4. Florange pourrait devenir un producteur européen indépendant. Il conviendrait
alors de trouver des apporteurs de capitaux qui permettent à Florange de
devenir indépendant. En Europe, plusieurs producteurs indépendants existent,
avec la particularité d’être gouvernés selon un « modèle des parties prenantes »
différent du modèle à actionnaire, car intégrant des acteurs locaux (collectivités,
banques, salariés…). Centrés sur les aciers techniques sur des marchés
spécialisés, ces producteurs ont mieux résisté que leurs concurrents généralistes à
la crise actuelle en continuant à investir dans la technicité de leurs équipements et
de leurs produits et parallèlement en limitant les distributions de dividendes. Aux
investisseurs et aux parties prenantes devrait s’adjoindre un opérateur industriel
qui serait en charge de la gestion opérationnelle.
samedi 2 juin 2012
INTERSYNDICALE/RENCONTRE LUNDI AVEC MONSIEUR LE PRESIDENT DE LA REPUBLIQUE :
Lundi matin, CFDT, CGT et FO seront reçus à l’Elysée par le Président Hollande et le ministre Montebourg. Le lendemain, ce sera au tour de la CGC-CFE. Les demandes avaient été établies séparément. L’Elysée a accédé à leur requête.
Aux yeux des syndicats, il ne reste plus que l’arme politique pour espérer voir la situation évoluer. Pour autant, quelle est la marge de manœuvre du président de la République devant le magnat de l’acier, premier producteur mondial ? « Cette rencontre nous permettra de faire le point, résume Frédéric Weber (CFDT), de réaffirmer les engagements de chacun, de connaître la teneur des échanges entre le gouvernement et le Groupe puisqu’Hervé Bourrier, directeur France, a rencontré Arnaud Montebourg mercredi. »

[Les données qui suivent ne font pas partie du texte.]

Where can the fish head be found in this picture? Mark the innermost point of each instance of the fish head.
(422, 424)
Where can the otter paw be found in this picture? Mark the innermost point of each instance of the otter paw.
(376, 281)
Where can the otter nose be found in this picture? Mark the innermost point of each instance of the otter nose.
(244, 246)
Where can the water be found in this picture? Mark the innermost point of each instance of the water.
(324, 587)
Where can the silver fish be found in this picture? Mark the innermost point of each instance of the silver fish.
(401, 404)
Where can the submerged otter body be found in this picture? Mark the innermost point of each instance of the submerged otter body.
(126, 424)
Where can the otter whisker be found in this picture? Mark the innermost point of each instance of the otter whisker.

Les espoirs reposent sur la possibilité d’un « nouveau rapport de force, une pression commune au niveau de l’Europe » et cette fameuse loi. La CFDT y croit dur comme fer. Les spécialistes y travailleraient déjà pour « permettre à l’État d’imposer la recherche d’un repreneur en cas d’un site viable, mais mis en danger pour cause de stratégie à court terme et financière. Si le packaging et la filière liquide sont fermés, 40 % du site de Florange seront remis en cause. Plus de 1000 emplois perdus. Un État doit pouvoir empêcher ça. » Sauf que l’Europe et son traité de Lisbonne excluent toute ingérence dans les affaires d’une entreprise privée. « Oui, il faudra veiller à la comptabilité avec les règles européennes. » Voir les chefs d’État européens, concernés par la politique de « mise sous cocon » de Mittal, s’unir et l’Europe travailler à pareille loi, pourrait paraître réconfortant… mais peu probable, à court terme.

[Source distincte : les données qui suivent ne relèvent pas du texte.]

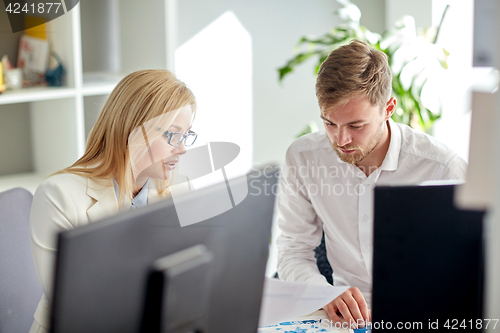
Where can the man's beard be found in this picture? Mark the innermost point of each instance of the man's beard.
(360, 153)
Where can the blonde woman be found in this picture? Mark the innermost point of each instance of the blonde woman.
(130, 161)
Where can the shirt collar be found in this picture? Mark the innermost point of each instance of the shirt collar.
(391, 159)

Ce qui fait hurler les syndicats qui, plus que jamais, militent pour d’autres orientations industrielles : lister les secteurs industriels stratégiques et s’assurer que l’État ne s’en désengage jamais complètement. Mittal pourrait alors devenir un cas d’école et une référence en matière d’erreur à ne plus jamais commettre. Ce qui ne consolera pas vraiment Florange qui a besoin d’une solution immédiate. (R.L. du 02/06/2012).